Hydrosignalling does not involve measuring moisture levels directly, but senses other soluble molecules that move within plants with the water. This is only possible because plant cells are connected to one another by small pores.

These pores enable water and small soluble molecules, including hormones, to move together between root cells and tissues. When water is taken up by the plant root, it travels in through the outermost epidermal cells.

The outer root cells also contain a hormone that promotes branching, called auxin. Water uptake triggers branching by mobilizing auxin inward to inner root tissues.

But when water is no longer available externally, like when a root grows through an air-filled gap, the root tip still needs water to grow. When roots can’t take in water from the soil, they have to rely on the supply in their own veins deep inside the root. This changes the direction of water movement, making it now move outward. This disrupts the flow of the branching hormone auxin.

The plant also makes an anti-branching hormone called ABA in its root veins. ABA moves with the flow of water, in the opposite direction to auxin. So, when the roots draw on water from the plants’ veins, the roots are also drawing the anti-branching hormone toward themselves.

ABA stops root branching by closing all the small pores that connect root cells – a bit like blast doors on a ship.
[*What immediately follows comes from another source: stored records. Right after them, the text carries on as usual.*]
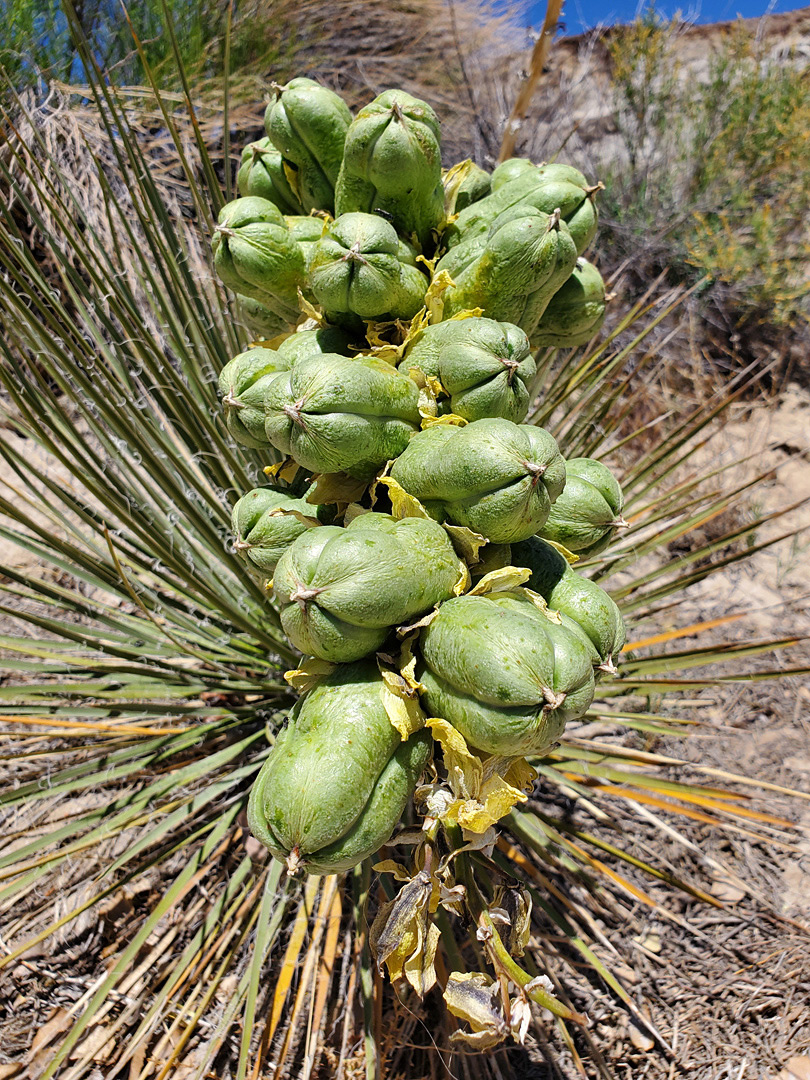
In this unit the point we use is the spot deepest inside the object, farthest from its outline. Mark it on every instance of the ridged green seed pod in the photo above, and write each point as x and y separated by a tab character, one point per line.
314	343
356	271
569	593
502	674
306	231
588	513
264	525
242	383
576	311
547	188
255	255
463	185
494	476
260	321
261	173
307	123
341	414
485	366
338	778
527	257
392	162
340	591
This seals off root cells from each other and stops auxin freely moving with water, blocking root branching. This simple system allows plant roots to fine tune their shape to local water conditions. It’s called xerobranching.

Our study also found that a plant’s roots use a similar system to reduce water loss.
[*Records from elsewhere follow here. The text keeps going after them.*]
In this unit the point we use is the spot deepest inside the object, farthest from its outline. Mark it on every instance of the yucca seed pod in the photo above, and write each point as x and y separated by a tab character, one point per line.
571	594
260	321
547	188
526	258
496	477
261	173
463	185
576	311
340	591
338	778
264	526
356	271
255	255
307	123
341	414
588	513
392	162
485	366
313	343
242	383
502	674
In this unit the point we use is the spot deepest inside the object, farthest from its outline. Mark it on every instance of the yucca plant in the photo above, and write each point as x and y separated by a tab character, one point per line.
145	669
Above the ground, leaves stop water loss during drought conditions by closing micro-pores called stomata on their surfaces. Stomata closure is also triggered by the ABA hormone. In roots, ABA reduces water loss by closing nano-pores called plasmodesmata that link every root cell together.

Roots from tomato, maize, wheat and barley all respond to moisture in this way, despite evolving in different soils and climates. This suggests xerobranching is a common trait in flowering plants.

In contrast, ferns, a non-flowering, earlier-evolving land plant species, don’t respond to water in this way. Their roots grow more uniformly. This suggests flowering species are better at adapting to water stress than older land plants.

Given the rapid changes in rainfall patterns across the globe, the ability of plants to sense and adapt to a wide range of soil moisture conditions is more important than ever.